Power  /  Explainer

A 'Hamilton'-esque Scandal Helped Give Trump his Cudgel

On the origins of the Insurrection Act, which allows the president to call on federal troops and state militias to put down insurrections.

President Donald Trump pledged Monday to use the Insurrection Act of 1807 to deploy United States armed forces against protesters who have taken to the streets after the killing of George Floyd and the long history of racialized police violence against African Americans.

The way in which Trump made this announcement -- against the backdrop of tear gas and militaristic action taken against protesters on his doorstep exercising their First Amendment rights -- is itself a manifestation of unprecedented use of presidential power.

From a historical perspective, the act, which aimed to provide the mechanism for the federal government to quell an insurrection, is (along with its later amendments) one of the earliest and most significant accumulations of presidential power, dating back to the first years of the republic.

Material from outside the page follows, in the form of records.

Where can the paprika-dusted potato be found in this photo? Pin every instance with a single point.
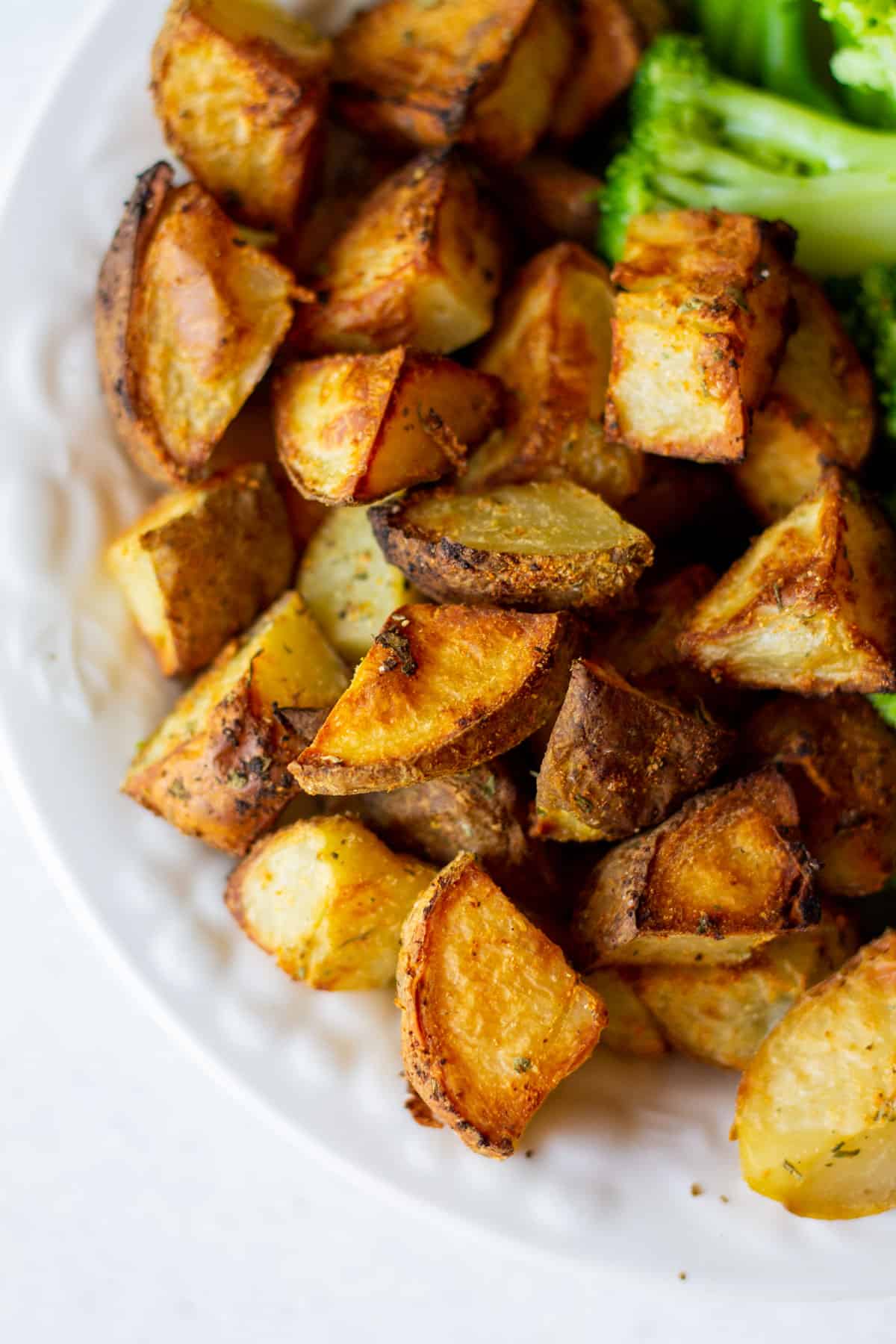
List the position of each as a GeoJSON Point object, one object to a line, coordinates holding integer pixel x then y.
{"type": "Point", "coordinates": [327, 900]}
{"type": "Point", "coordinates": [188, 319]}
{"type": "Point", "coordinates": [202, 564]}
{"type": "Point", "coordinates": [810, 606]}
{"type": "Point", "coordinates": [442, 690]}
{"type": "Point", "coordinates": [492, 1015]}
{"type": "Point", "coordinates": [217, 766]}
{"type": "Point", "coordinates": [240, 87]}
{"type": "Point", "coordinates": [356, 428]}
{"type": "Point", "coordinates": [541, 544]}
{"type": "Point", "coordinates": [699, 329]}
{"type": "Point", "coordinates": [817, 1101]}
{"type": "Point", "coordinates": [618, 759]}
{"type": "Point", "coordinates": [420, 264]}
{"type": "Point", "coordinates": [718, 880]}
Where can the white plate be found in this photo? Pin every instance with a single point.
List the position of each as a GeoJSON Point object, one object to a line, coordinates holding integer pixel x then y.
{"type": "Point", "coordinates": [615, 1151]}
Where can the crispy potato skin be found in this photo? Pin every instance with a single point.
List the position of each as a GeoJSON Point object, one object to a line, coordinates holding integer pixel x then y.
{"type": "Point", "coordinates": [719, 878]}
{"type": "Point", "coordinates": [442, 690]}
{"type": "Point", "coordinates": [492, 1016]}
{"type": "Point", "coordinates": [618, 761]}
{"type": "Point", "coordinates": [700, 327]}
{"type": "Point", "coordinates": [840, 759]}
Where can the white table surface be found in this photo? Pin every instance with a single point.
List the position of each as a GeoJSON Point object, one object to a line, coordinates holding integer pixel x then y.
{"type": "Point", "coordinates": [141, 1202]}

But especially since the end of the Civil War, presidents have largely avoided invoking the act.

Since the 19th century, the United States has faced its fair share of crises. History teaches that presidents have treated the Insurrection Act with the greatest restraint, perhaps in keeping with what the late Justice Antonin Scalia described in Hamdi v. Rumsfeld as, "the Founders' general mistrust of military power permanently at the Executive's disposal."

Of course, if we have learned anything in the past few years, it is that President Trump does not consider himself beholden to most traditions of presidential behavior. If he does array federal military forces against the American people for asserting their First Amendment rights, President Trump will imperil, if not destroy, the historic relationship between the presidency and the people. He will have made a national enemy out of the American people.

Like so much early United States law, the British Empire provided the precedent: the Riot Act. When colonists rioted -- and they frequently did -- law enforcement officials could read them the Riot Act before calling on the colonial militia to help restore order. The US Constitution gave the federal government limited enumerated powers while granting the states a far wider range of authority -- including using their militias to contain insurrections. At the Constitutional Convention, the framers repeatedly expressed fears of a centralized, standing federal army. Ultimately, in Article I the framers gave Congress the power "To provide for calling forth the militia to execute the laws of the union, suppress insurrections and repel invasions."

In 1792, with the country embroiled in wars with Native Americans, Congress used that power and President George Washington signed the Militia Act or Calling Forth Act. The 1792 law specified that in cases of insurrection, the president could command the state militia -- the National Guard didn't exist yet -- to act if a state requested it. In cases of obstruction of the law, the president could act only if a federal judge explained that the resistance was "too powerful to be suppressed by the ordinary course of judicial proceedings."